In Ried ärgert man sich über die Punkteteilung. "Vom jetzigen System profitiert man einmal, einmal ist man der Leidtragende. Aber in Summe ist es eine Katastrophe für den österreichischen Fußball", kritisierte Coach Christian Heinle. "Wenn ein Verein einen guten Herbst spielt, kann der Klub planen, ein System ausarbeiten, junge Spieler einsetzen. In der Qualigruppe ist fast jedes Spiel ein Endspiel." Klub-Boss Roland Daxl: "Seit dem neuen Ligamodus ist vieles möglich. Man wollte Spannung erzeugen. Die Punkteteilung wurde nur wegen Red Bull Salzburg gemacht, um wieder einmal einen anderen Meister sehen zu können. Ob die Punkteteilung in der Qualifikationsgruppe das richtige Mittel ist, sei dahingestellt. Da werden wir darüber diskutieren müssen."

Hartberg muss wegen einer 2:4-Pleite gegen die WSG Tirol plötzlich wieder zittern. "Wir waren uns um die Situation im Abstiegskampf nicht ganz bewusst", erklärt Trainer Klaus Schmidt. "Wir müssen gewinnen, das sind Fakten. Wir müssen schauen, dass wir uns bis Freitag von der Watschen erholen.

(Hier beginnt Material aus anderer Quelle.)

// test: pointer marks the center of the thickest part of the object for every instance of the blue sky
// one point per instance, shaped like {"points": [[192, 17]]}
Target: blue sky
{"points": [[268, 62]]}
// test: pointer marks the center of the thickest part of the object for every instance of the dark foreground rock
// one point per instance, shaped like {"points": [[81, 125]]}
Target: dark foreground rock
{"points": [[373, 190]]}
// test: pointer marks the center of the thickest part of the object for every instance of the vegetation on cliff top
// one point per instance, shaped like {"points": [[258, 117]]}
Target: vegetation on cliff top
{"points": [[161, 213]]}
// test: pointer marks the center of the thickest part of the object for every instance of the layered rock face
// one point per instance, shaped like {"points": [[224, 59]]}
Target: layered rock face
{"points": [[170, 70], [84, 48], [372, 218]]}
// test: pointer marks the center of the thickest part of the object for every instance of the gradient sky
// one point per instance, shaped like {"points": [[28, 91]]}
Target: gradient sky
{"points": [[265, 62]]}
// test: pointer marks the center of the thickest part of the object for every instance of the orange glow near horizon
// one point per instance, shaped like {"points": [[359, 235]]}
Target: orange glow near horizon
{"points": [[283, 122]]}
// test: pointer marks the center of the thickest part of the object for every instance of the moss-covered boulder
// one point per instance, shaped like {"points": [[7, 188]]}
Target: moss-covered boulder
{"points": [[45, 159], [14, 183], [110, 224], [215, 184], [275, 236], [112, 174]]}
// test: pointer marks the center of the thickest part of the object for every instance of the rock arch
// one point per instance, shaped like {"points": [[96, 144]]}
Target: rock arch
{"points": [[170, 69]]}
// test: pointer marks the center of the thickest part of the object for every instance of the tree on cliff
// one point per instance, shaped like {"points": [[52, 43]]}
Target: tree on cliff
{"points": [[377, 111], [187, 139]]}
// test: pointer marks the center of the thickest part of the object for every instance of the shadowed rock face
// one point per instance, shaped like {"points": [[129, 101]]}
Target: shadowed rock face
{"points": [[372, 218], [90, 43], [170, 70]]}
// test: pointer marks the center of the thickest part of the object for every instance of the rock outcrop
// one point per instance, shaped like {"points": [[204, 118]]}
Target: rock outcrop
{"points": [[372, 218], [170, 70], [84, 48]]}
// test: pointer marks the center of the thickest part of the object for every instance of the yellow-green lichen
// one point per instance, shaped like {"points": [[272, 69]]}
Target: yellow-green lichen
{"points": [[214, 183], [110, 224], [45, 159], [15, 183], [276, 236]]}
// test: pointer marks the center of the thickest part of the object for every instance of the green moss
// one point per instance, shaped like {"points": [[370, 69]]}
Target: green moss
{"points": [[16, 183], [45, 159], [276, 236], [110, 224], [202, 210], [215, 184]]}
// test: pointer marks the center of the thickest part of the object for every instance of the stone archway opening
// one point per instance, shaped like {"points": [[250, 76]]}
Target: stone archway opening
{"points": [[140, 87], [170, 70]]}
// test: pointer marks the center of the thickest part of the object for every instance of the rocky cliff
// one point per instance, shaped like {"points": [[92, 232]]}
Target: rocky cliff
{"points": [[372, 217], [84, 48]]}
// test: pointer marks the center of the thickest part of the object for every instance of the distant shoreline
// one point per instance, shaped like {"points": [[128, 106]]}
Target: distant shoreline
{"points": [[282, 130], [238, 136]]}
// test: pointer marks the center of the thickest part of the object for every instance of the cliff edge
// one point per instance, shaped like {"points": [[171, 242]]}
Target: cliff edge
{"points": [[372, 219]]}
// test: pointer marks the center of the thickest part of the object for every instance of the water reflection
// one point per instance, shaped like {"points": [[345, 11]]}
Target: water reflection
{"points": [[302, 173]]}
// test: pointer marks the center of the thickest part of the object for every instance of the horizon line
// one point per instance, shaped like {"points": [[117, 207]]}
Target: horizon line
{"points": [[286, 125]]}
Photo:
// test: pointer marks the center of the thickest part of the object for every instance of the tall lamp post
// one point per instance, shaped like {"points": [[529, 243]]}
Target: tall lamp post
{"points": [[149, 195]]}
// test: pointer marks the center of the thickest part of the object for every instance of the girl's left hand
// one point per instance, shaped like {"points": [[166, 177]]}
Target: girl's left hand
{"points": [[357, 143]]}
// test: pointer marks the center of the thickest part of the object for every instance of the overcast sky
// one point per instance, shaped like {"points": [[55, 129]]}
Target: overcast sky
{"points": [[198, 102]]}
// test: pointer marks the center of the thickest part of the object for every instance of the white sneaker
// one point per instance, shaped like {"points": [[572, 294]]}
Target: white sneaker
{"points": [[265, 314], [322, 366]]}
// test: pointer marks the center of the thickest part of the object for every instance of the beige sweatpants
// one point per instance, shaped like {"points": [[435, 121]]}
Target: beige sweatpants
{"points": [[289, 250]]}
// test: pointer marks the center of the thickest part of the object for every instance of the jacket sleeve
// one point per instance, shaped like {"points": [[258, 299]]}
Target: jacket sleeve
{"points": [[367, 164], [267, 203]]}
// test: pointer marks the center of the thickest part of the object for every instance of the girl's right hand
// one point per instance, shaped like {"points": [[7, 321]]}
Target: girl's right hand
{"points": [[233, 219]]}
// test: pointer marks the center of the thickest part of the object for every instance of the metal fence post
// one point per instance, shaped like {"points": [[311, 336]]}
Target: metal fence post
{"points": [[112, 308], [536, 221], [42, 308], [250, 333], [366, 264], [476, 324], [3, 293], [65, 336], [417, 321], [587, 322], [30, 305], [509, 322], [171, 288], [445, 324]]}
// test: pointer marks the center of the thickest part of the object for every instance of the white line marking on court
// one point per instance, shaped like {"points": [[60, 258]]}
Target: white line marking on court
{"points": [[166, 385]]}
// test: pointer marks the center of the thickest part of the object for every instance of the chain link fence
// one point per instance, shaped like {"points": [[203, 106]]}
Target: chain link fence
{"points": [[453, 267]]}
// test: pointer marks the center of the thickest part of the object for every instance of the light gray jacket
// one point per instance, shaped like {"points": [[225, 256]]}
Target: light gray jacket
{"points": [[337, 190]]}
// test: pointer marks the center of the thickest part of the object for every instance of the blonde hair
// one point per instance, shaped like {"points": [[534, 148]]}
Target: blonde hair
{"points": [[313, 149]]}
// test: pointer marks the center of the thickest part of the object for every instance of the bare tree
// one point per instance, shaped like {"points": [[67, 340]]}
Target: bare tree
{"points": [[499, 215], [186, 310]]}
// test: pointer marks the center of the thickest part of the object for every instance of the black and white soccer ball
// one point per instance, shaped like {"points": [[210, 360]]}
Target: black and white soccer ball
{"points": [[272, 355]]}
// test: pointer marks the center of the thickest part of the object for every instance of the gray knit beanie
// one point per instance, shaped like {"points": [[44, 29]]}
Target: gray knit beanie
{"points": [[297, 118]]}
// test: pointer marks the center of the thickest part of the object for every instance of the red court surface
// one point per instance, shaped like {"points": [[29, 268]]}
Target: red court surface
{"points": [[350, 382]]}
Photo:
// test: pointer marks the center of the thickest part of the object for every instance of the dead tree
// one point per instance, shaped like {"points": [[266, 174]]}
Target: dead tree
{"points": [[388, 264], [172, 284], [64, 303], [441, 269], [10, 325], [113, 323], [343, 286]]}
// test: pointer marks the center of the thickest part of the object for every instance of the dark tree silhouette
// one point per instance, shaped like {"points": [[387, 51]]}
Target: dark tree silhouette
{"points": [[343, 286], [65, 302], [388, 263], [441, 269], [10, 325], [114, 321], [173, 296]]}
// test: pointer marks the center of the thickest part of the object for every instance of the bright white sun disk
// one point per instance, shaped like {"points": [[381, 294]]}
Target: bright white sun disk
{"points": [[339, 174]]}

Jetzt heißt es Köpfe aufrichten und zu den Stärken zurückzufinden. Dann gibt es ein 'do-or-die-Match'. Das hat sich keiner gewünscht, aber das ist die Qualifikationsgruppe. Das ist das echte Leben und da sind wir mittendrin statt nur dabei."

In Altach brennt man auf das "Finale" gegen die WSG Tirol. Mit einem Sieg sind die Vorarlberger gerettet. "Wir haben unsere Zukunft und unser Schicksal in der eigenen Hand. Aber es ist noch ein großer Schritt zu machen", sagt Coach Ludovic Magnin.